Eventually we met up w the Sierra Club group and spent the next week hitting Alcatraz, La Grulla, the mission (my first of 3 trips to that mission site!), all over the place including a run up Blue Bottle and Tres Venados....geez, that was a loooong time ago. There was a spry "old" lady that was good friends w Bud-she was always hiking at the head of the line and man, nothing stopped her! Her name was Louise Werner, 75 yrs old, and if you read up you will find her in Camping & Climbing Baja California along w her husband in the 40s-50s w Bud. Little did I know at the time just how lucky I was to have met these oldtime Baja folks.

At the end of the trip Bud was asked to help w logistics up on Blue Bottle for the Labor Day radio disc jockey who was doing the Jerry Lewis Telethon-thing from the BIG one.....So I with him and some others w SAR carried radio transmitter stuff up BB while the disc jockey somehow got up La Encantada-that was another story!
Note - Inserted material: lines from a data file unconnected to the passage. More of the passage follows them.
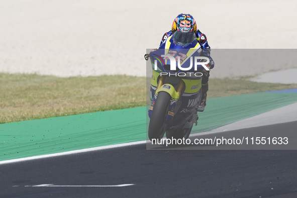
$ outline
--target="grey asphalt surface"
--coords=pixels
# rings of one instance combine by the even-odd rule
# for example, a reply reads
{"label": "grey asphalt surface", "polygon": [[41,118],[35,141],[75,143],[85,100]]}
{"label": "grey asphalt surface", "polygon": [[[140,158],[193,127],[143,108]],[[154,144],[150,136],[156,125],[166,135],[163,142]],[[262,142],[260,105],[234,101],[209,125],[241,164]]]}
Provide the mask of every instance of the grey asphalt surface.
{"label": "grey asphalt surface", "polygon": [[[296,127],[293,122],[229,133],[261,135],[271,129],[294,132]],[[127,146],[1,165],[0,197],[295,197],[296,156],[294,150]],[[25,186],[42,184],[135,185]]]}

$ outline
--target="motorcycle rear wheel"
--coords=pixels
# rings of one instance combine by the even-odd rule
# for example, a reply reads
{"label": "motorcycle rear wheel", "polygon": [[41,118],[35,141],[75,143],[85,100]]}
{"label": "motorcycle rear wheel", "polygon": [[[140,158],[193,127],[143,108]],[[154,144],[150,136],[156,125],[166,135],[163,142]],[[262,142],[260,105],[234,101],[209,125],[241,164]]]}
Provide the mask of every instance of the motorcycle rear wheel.
{"label": "motorcycle rear wheel", "polygon": [[165,121],[171,98],[166,92],[160,91],[158,94],[149,125],[148,136],[151,141],[153,139],[159,141],[164,136],[166,129]]}

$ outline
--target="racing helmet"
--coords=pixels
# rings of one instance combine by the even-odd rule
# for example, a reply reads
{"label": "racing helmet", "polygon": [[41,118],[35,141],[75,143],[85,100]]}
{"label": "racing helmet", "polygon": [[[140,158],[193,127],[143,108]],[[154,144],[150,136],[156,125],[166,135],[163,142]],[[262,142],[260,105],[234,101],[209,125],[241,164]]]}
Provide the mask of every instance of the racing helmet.
{"label": "racing helmet", "polygon": [[176,31],[183,33],[193,31],[196,33],[197,31],[196,21],[189,14],[180,14],[174,19],[171,27],[172,34]]}

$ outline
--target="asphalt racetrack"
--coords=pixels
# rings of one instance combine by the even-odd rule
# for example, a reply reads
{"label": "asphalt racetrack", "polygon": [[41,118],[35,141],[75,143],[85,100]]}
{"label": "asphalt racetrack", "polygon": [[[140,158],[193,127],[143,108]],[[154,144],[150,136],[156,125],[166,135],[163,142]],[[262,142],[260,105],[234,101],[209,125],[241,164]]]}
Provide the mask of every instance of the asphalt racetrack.
{"label": "asphalt racetrack", "polygon": [[[270,133],[296,126],[252,129]],[[0,197],[294,197],[296,155],[292,150],[148,150],[142,144],[0,165]]]}

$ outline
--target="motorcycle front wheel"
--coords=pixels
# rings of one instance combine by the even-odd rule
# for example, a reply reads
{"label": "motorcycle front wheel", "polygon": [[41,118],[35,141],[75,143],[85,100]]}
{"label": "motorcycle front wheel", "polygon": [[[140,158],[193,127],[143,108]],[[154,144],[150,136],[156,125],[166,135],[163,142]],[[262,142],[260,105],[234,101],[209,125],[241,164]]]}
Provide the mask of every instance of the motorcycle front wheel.
{"label": "motorcycle front wheel", "polygon": [[158,94],[149,125],[148,136],[151,141],[153,139],[159,141],[164,136],[166,129],[165,121],[171,98],[166,92],[160,91]]}

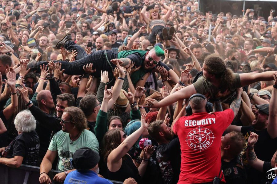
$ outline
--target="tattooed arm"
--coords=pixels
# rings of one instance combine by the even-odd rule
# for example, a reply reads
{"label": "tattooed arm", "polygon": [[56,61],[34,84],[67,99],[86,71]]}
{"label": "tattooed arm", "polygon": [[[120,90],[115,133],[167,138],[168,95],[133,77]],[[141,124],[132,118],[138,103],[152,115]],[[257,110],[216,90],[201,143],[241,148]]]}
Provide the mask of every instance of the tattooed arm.
{"label": "tattooed arm", "polygon": [[248,138],[246,150],[246,158],[249,165],[261,172],[263,172],[263,166],[264,162],[257,158],[254,151],[254,145],[258,141],[259,136],[254,132],[250,132]]}
{"label": "tattooed arm", "polygon": [[214,112],[223,111],[220,100],[215,100],[214,104]]}
{"label": "tattooed arm", "polygon": [[241,100],[241,93],[242,92],[242,88],[238,88],[237,90],[237,97],[233,101],[230,105],[230,109],[233,110],[235,116],[237,115],[239,107],[240,106],[240,102]]}
{"label": "tattooed arm", "polygon": [[120,59],[113,59],[110,62],[113,64],[116,64],[116,62],[118,61],[119,65],[126,68],[128,68],[131,63],[131,59],[128,58],[120,58]]}

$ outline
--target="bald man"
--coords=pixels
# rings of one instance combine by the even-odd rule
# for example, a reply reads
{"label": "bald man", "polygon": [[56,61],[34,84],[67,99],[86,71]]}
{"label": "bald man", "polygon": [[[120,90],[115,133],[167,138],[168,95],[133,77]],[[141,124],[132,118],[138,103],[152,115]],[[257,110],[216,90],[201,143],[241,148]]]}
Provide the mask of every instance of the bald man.
{"label": "bald man", "polygon": [[[107,71],[109,73],[110,81],[113,78],[112,71],[116,66],[117,62],[122,67],[127,68],[131,63],[133,62],[135,64],[134,67],[142,66],[140,69],[132,74],[137,75],[139,77],[134,78],[135,80],[140,80],[142,75],[144,75],[147,73],[151,72],[156,66],[163,67],[168,71],[169,77],[171,81],[177,83],[179,80],[177,75],[171,69],[163,63],[160,62],[162,56],[164,55],[163,51],[159,46],[149,51],[135,50],[124,51],[119,52],[112,50],[102,50],[94,52],[84,57],[83,55],[79,55],[79,50],[84,51],[80,46],[72,40],[71,35],[66,35],[63,39],[60,41],[56,45],[57,49],[60,48],[63,46],[66,49],[69,50],[77,50],[78,55],[76,57],[76,60],[74,62],[69,63],[65,61],[59,61],[62,63],[61,69],[64,69],[64,73],[70,75],[81,75],[84,74],[83,69],[84,66],[87,64],[93,64],[93,70],[96,69],[96,71],[91,74],[95,77],[99,77],[101,76],[101,71]],[[31,61],[28,64],[28,67],[32,71],[36,71],[40,72],[40,65],[44,64],[47,65],[47,61],[36,62]],[[133,78],[132,77],[132,78]],[[136,78],[134,79],[134,78]],[[133,83],[135,83],[132,80]]]}
{"label": "bald man", "polygon": [[149,40],[143,40],[141,42],[141,48],[144,51],[146,50],[146,48],[151,45],[151,44]]}

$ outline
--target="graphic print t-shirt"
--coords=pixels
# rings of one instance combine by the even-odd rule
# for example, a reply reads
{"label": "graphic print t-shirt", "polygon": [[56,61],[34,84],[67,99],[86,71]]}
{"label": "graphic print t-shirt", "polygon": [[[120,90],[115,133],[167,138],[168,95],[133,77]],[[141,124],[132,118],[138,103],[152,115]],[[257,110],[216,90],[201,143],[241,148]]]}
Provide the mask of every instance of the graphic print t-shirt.
{"label": "graphic print t-shirt", "polygon": [[73,169],[72,158],[78,149],[87,147],[99,152],[99,145],[93,133],[85,130],[73,144],[70,144],[70,138],[68,133],[61,130],[56,133],[51,140],[49,149],[51,151],[58,151],[59,158],[57,169],[62,171]]}
{"label": "graphic print t-shirt", "polygon": [[194,113],[179,119],[173,128],[181,145],[178,183],[209,182],[218,176],[221,136],[234,118],[234,112],[229,109],[211,114]]}

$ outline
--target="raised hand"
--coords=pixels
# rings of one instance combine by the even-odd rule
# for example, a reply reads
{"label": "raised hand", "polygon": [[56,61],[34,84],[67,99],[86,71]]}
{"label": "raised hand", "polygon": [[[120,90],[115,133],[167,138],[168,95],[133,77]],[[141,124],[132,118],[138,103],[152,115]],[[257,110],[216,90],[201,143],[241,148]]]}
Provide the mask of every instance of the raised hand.
{"label": "raised hand", "polygon": [[144,87],[141,86],[137,87],[134,94],[135,100],[137,100],[141,98],[146,92],[146,90],[145,89]]}
{"label": "raised hand", "polygon": [[110,89],[107,89],[107,86],[105,86],[103,99],[106,100],[108,101],[113,98],[113,86]]}
{"label": "raised hand", "polygon": [[184,70],[184,71],[181,72],[181,77],[180,77],[180,80],[182,82],[186,82],[188,80],[188,75],[190,73],[190,71],[189,70]]}
{"label": "raised hand", "polygon": [[89,64],[87,64],[85,66],[85,65],[84,65],[84,66],[83,67],[83,70],[85,71],[85,72],[86,74],[90,74],[96,71],[96,69],[92,70],[92,63],[91,63]]}
{"label": "raised hand", "polygon": [[14,71],[10,71],[8,72],[8,70],[6,70],[6,76],[7,77],[7,79],[8,79],[8,80],[4,79],[6,83],[10,86],[14,86],[14,87],[15,87],[15,83],[16,82],[16,80],[15,80],[16,75],[14,73]]}
{"label": "raised hand", "polygon": [[170,94],[170,90],[167,90],[168,88],[166,86],[164,86],[163,87],[163,90],[162,91],[162,99],[163,99],[169,95]]}
{"label": "raised hand", "polygon": [[110,81],[109,79],[109,73],[106,71],[102,72],[101,71],[101,82],[106,84]]}
{"label": "raised hand", "polygon": [[24,62],[23,64],[20,64],[20,71],[19,75],[21,77],[24,77],[30,71],[30,68],[27,69],[27,62]]}
{"label": "raised hand", "polygon": [[259,136],[255,133],[250,132],[250,135],[248,138],[247,144],[250,146],[253,146],[258,141]]}
{"label": "raised hand", "polygon": [[165,117],[164,117],[164,120],[163,120],[163,123],[168,126],[169,121],[170,121],[170,118],[168,117],[169,114],[168,113],[167,113]]}
{"label": "raised hand", "polygon": [[43,64],[42,67],[41,65],[40,65],[40,70],[41,71],[41,73],[40,73],[40,77],[39,78],[40,79],[43,79],[44,80],[46,77],[46,75],[47,74],[47,66],[45,66]]}
{"label": "raised hand", "polygon": [[131,92],[129,88],[128,88],[128,93],[127,93],[124,90],[122,91],[123,94],[125,95],[125,96],[128,99],[128,101],[130,104],[133,104],[134,102],[134,94]]}

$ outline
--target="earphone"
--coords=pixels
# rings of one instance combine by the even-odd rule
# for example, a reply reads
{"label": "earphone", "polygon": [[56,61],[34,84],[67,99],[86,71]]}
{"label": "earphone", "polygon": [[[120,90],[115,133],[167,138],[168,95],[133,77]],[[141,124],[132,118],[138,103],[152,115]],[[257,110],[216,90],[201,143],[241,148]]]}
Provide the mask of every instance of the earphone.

I have a great picture of Bud, me and a bunch of others on the top of Blue Bottle or Tres Venados.....he is huddled there w his distinctive hat and looking uncomfortable w getting his picture taken. I will never forget this man because it was this trip with him that changed my life forever and initiated this addiction I have for Baja. He had stories to tell but yet was a very quiet man who had his own little world. He was not one into writing or staying in touch yet I would visit w him a time or two after that first trip as I headed across the border and he would caution me to be careful, he even gave me a shovel which I still have.....yet every year his Dec. 8 birthday cards would be returned to me as addressee unknown or other stuff.
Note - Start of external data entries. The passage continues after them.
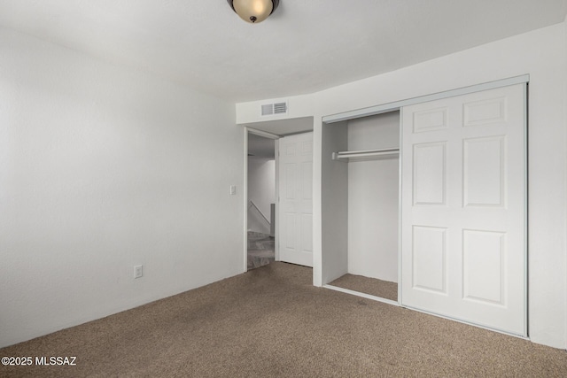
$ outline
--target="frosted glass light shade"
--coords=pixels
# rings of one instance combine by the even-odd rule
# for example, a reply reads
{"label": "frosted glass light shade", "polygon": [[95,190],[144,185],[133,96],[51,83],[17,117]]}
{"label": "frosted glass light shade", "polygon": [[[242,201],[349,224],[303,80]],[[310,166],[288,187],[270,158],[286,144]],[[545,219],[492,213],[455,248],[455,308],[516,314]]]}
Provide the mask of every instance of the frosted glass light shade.
{"label": "frosted glass light shade", "polygon": [[242,19],[252,24],[262,22],[272,14],[279,0],[228,0]]}

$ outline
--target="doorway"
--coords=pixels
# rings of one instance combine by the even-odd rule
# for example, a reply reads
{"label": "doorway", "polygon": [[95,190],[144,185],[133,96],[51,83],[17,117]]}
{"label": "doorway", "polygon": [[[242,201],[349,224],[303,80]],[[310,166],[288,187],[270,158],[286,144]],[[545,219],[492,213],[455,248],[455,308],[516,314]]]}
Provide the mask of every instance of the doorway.
{"label": "doorway", "polygon": [[276,140],[247,134],[246,269],[276,258]]}

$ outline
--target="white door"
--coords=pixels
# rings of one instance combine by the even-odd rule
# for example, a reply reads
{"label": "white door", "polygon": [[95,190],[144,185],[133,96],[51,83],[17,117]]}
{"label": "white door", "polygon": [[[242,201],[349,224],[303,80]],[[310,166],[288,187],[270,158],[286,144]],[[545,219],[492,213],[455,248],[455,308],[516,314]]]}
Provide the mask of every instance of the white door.
{"label": "white door", "polygon": [[525,84],[402,109],[402,305],[526,335]]}
{"label": "white door", "polygon": [[280,260],[313,266],[313,133],[279,140]]}

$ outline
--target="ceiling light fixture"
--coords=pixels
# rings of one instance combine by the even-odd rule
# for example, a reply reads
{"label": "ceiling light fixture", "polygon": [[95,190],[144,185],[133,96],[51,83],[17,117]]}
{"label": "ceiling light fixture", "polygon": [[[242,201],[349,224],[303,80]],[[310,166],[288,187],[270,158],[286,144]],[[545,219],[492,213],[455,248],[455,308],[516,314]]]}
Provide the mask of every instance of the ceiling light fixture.
{"label": "ceiling light fixture", "polygon": [[227,0],[234,12],[242,19],[258,24],[276,11],[280,0]]}

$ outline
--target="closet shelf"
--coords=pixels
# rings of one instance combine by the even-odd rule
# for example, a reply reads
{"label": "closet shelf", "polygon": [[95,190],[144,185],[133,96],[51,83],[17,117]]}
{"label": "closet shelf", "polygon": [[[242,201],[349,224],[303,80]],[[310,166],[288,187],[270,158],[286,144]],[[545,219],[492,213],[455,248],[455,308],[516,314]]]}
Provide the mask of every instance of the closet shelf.
{"label": "closet shelf", "polygon": [[333,160],[349,161],[356,160],[370,160],[375,158],[396,158],[400,155],[399,148],[379,149],[379,150],[364,150],[354,151],[338,151],[333,152],[331,158]]}

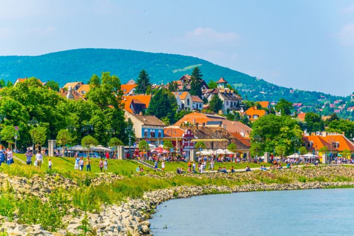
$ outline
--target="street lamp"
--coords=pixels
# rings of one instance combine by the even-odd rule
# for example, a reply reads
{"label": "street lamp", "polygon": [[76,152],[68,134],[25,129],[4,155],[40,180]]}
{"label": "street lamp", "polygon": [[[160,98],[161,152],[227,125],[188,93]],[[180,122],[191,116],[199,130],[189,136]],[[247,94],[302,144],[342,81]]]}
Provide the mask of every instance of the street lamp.
{"label": "street lamp", "polygon": [[[70,124],[70,125],[68,125],[68,126],[67,126],[67,130],[69,131],[69,132],[70,132],[70,134],[71,134],[72,131],[76,131],[76,128],[75,127],[75,125]],[[72,152],[72,144],[70,144],[70,157],[71,157],[71,153]]]}
{"label": "street lamp", "polygon": [[85,130],[87,131],[87,135],[88,135],[88,132],[89,131],[89,130],[91,130],[91,131],[93,131],[93,126],[88,122],[87,122],[86,124],[82,126],[82,129],[81,129],[83,132],[84,132]]}
{"label": "street lamp", "polygon": [[[299,141],[299,139],[296,136],[291,138],[291,142],[294,142],[294,157],[296,157],[296,143]],[[300,157],[300,156],[299,156]]]}
{"label": "street lamp", "polygon": [[130,151],[130,146],[131,145],[131,132],[134,132],[134,128],[132,127],[131,125],[128,124],[128,126],[125,128],[124,133],[128,135],[129,137],[129,157],[131,158],[131,152]]}
{"label": "street lamp", "polygon": [[28,126],[32,126],[32,151],[35,153],[35,125],[38,126],[38,120],[34,117],[28,121]]}

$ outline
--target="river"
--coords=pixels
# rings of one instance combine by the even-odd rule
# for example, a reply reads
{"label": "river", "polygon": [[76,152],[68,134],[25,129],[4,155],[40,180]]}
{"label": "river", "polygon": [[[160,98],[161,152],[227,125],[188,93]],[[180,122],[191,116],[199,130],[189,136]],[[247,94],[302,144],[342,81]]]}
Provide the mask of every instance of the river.
{"label": "river", "polygon": [[353,188],[205,195],[157,209],[155,236],[354,235]]}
He was famous for his "cement" work....and I am sure there are many Coronadoans with their own stories to tell. About 5 years ago I tried to find him but all I could hear was that he was living somewhere underneath the bridge and had lost the home he'd inherited from his mother. I will always treasure the memories of him and feel honored to have known him. Sometimes you can reach out with your heart and hands to a person and they still refuse to grasp it. Bud Bernhard had so much to offer and tell the world but I guess he didn't feel he was important enough to share. Thank you Bud for sharing the trail with me-It was the honor of a lifetime. You will live on in the stories I tell my sons of the wild and crazy Baja adventures that really took seed in the summer of 1973 when a man pulled up in front of the house in a Scout and I stepped in to another world. Vaya con dios, Bud!